Friends,
It drives me nuts, all this praise for the new sentencing guidelines and the fact they include “theft of historic objects or the loss of the nation’s heritage” for the first time. That’s fine but how come they don’t say a word about daytime stealing from us farmers? Doesn’t that matter?
Common sense would dictate that any metal detecting contract should have just one vital provision: anything regarded as a “find” should be promptly delivered into the hands of the owner with the strong recommendation that he should take independent advice on its significance and value before he decides whether to give any of it away. Yet I don’t know about you, Dear Reader, but I’ve never heard of a single metal detecting contract that contains such a provision. Not one. No doubt many detectorists are scrupulously honest. By the same token I have no doubt many aren’t. Taking from the owner is a crime, yet this sort of taking (by removing objects or providing false valuations) is missing from the list of heritage crimes. How come?
I suggest that if Britain hadn’t spent 20 years fostering a climate in which officials and legislators are frit to criticise detectorists this omission wouldn’t have happened and if Glasgow University hadn’t consistently rebuffed the Heritage Journal’s repeated pleas to widen their Encyclopedia definition of nighthawking it couldn’t have happened.

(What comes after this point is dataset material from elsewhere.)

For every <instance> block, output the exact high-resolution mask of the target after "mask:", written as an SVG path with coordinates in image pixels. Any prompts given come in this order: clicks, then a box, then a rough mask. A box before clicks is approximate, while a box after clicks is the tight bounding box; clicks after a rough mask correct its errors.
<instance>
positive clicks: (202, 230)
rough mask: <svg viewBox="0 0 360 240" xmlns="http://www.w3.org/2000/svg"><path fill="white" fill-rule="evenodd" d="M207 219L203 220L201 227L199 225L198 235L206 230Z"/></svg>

It’s now 12 years since Rescue News asked the question “Whose find is it anyway?” The answer now is the same as it was then: the object belongs to the landowner and/or the community and the knowledge always belongs to the community. None of it belongs to the finder. Rocket science it ain’t.
Silas Brown
Grunters Hollow
Worfield
Salop
.
__________________________________________
3 comments
Comments feed for this article
27/02/2016 at 09:52
Billy Buchanan
Well we will start with all property. The framer is only the land manager secondly if providing false valuations is to be taken in to account then EH it self would be in trouble with the so called law. It has over value the entrance fee of Stonehenge.
27/02/2016 at 10:06
heritageaction
“Well we will start with all property. The framer is only the land manager”

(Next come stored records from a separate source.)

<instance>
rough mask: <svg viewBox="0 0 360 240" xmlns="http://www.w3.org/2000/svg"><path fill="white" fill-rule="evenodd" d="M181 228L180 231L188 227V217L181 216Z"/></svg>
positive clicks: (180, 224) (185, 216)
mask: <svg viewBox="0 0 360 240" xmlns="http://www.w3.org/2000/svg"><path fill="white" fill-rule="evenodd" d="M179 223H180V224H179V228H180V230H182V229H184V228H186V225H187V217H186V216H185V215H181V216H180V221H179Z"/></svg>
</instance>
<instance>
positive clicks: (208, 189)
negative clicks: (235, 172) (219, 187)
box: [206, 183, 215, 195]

If you are saying “all property is theft” then fine, but it does mean detectorists have no business taking things home as their own, doesn’t it?
EH has “overvalued the entrance fee at Stonehenge”? A moot point. Who should shoulder the burden of costs there, if not the visitors?
27/02/2016 at 19:03
Jonathan Morris
The profits due to entry to Stonehenge far exceeds the cost of the visitor’s centre. However, EH have it as a package for the next seven years and there’s no reason that they should not charge this sort of fee given the arrangement they have. When renewal comes up, the minister responsible may decide that the taxpayer would get a better deal from, another tourism operator. But I doubt that this would mean that the entry price would drop.